Le coeur de cette ville industrieuse bat désormais au rythme de toutes les luttes sociales du pays que ponctuent localement les crises du textile. C’est dans ce contexte des luttes sociales qu’est élu à Romilly à la fin du XIXème siècle le premier maire ouvrier de France Henri Millet. 

Sur le chemin des invasions

Le char « Romilly » symbole d’un passé ancré.
Le char « Romilly » symbole d’un passé ancré.

Située dans la plaine de Champagne et sur l’axe de la Seine, la ville de Romilly a vu passer bien des invasions, remontées des Normands sur la Seine, chevauchées de la Guerre de cent ans, passage de bandes armées des guerres de religions, invasion en 1814 des Autrichiens à la poursuite de Napoléon Ier , invasion prussienne en 1870. En 1914 face à l’invasion allemande, Romilly est aux avant-postes : Joffre, le vainqueur de la Marne, y fixe pour quelque temps son quartier général. C’est cette même proximité du front associée à la platitude favorable des lieux qui a fixé la présence d’une base aérienne, que cherchent à rappeler le monument érigé aucœur du centre commercial qui l’a remplacée et le nom « Aéromia » donné à la zone d’activités surla quelle s’étendait autrefois le terrain d’aviation.

Sans doute la permanence de ces troubles participe-t-elle la sensibilité particulière de la population à la sauvegarde de la liberté : en témoignent le rôle important joué par nombre de Romillons aux heures tragiques de la Résistance, dont beaucoup y laisseront leur vie. En atteste le nom de nombreuses rues et places et le char « Romilly » juché sur son tertre près du Monument aux Morts, premier char de la colonne Leclerc à être entré dans Paris en libérateur.
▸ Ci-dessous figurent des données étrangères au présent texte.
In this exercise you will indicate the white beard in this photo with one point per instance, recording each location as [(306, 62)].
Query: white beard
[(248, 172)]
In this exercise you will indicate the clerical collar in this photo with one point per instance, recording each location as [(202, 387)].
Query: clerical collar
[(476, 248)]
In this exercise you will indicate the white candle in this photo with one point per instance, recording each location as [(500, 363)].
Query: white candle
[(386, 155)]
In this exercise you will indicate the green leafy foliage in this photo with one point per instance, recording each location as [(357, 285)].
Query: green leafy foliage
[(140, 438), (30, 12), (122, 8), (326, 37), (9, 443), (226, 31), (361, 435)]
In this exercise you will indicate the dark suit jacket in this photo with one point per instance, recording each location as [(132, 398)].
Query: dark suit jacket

Derrière les lieux la vraie richesse de Romilly...ses habitants

L’Histoire de Romilly n’y a pas laissé de grands monuments de pierres propre à retenir l’attention du voyageur pressé, mais elle est imprimée dans l’humble charme du bâti et des lieux-dits et plus encore dans le coeur des Romillons riches et fiers de leur histoire ouvrière et qui savent retenir ceux que ne rebute pas la modestie des lieux.